- Born: Pavlyna Shapovalenko 11 September 1949 Vonihove [uk], Tiachiv, Zakarpattia Oblast, Ukrainian SSR, Soviet Union
- Died: 27 April 2020 (aged 70)
- Occupation: Milk machine operator
- Years active: 1963–2020
- Awards: Hero of Ukraine; Order of the Red Banner of Labour; Order of Lenin;

= Pavlyna Shapovalenko =

Ukrainian milk machine operator (1949–2020)

Pavlyna Shapovalenko (Шаповаленко Павлина Михайлівна; 11 September 1949 – 27 April 2020) was a Ukrainian milk machine operator who worked in Tiachiv later the Sumy Raion. She worked on state farms during her life and worked to maximise productivity of the animals on the farm and collected a large amount of milk from cows. Shapovalenko received the government issued Order of the Red Banner of Labour in 1973, the Order of Lenin in 1977, and was made a Hero of Ukraine in 2001.

==Biography==
On 11 September 1949, Shapovalenko was born in the village of Vonihove, in the district of Tiachiv, Zakarpattia Oblast. She graduated from the Vonigiv eight-year school in 1964. According to her, she became interested in science after reading about record-setting milkmaid Maria Savchenko in a newspaper. Spahovalenko began working at the state farm called Ilyich's Testament as a milkmaid when she was fourteen years old. During this time, she became well known in the local area and achieved the record of becoming the first milkmaid to extract 6500 L of milk from a single cow per year. Shapovalenko would later work on the Verkhovyna state farm in the Vonihiv branch between 1966 and 1969.

She relocated to the village of Velyki Vilmy in the Sumy Raion, located in the Sumy Oblast in 1969. Shapovalenko had planned to live in the village on a seasonal basis but she remained there for the rest of her life. She was employed as a milking machine operator on the dairy farm of the collective farm called "May Day" (today the agricultural production cooperative "Agrofirm" May Day). Shapovalenko assisted in helping the farm to raise heifers for the group she worked with and was able to milk a firstborn. She worked to maximise the productivity of the animals on the farm. She was one of the first people in the Sumy Raion to collect 5000 kg then 6000 kg of milk from cows annually. In 1973, Shapovlaneko received the government issued Order of the Red Banner of Labour and the Order of Lenin four years later. She milked a total of 184168 kg as well as 6572 kg from a single cow in 2000. Shapovlaneko was made a Hero of Ukraine by president Leonid Kuchma in November 2001 "For many years of selfless work in agriculture,
the achievement of the highest rates in the region on milk yield".

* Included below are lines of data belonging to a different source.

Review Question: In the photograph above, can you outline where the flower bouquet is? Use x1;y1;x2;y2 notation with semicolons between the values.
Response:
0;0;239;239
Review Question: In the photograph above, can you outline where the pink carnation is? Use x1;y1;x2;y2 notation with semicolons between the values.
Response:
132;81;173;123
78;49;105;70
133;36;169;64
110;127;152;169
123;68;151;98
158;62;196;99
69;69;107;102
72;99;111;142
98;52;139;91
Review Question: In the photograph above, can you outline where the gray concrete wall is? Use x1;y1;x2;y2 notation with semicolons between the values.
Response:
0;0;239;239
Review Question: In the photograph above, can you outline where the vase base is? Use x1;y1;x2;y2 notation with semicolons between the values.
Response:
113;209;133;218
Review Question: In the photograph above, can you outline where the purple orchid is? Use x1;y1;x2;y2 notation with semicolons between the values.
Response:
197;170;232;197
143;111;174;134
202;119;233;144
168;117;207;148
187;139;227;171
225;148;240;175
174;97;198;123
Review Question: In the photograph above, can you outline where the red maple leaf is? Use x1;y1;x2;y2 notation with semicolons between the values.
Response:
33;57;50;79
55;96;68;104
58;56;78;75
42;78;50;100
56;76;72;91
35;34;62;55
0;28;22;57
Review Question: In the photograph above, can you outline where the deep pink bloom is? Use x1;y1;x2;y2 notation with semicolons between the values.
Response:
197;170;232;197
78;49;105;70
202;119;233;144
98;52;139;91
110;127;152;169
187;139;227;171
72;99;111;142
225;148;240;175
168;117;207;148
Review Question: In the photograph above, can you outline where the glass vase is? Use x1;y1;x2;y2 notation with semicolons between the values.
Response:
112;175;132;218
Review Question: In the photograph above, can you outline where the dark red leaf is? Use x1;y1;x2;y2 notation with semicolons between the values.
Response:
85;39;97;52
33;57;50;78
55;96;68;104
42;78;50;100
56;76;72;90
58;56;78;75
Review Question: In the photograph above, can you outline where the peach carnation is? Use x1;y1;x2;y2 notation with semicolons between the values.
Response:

During her life, she had collected approximately 3600 t of milk. On three occasions, she was elected to serve as a deputy on the regional council. Upon her retiring, Shapovlaneko opened a school for milkmaids, and attracts breeders from not just the Sumy Raion but also from other neighbouring districts and obalsts. She was the organiser and honorary president of a club called six thousand. She was married to the animal husbandry worker Mikhail Ivanovich, with whom she had two children. Shapovalenko died on 27 April 2020 and was buried in the village of Velyki Vilmy.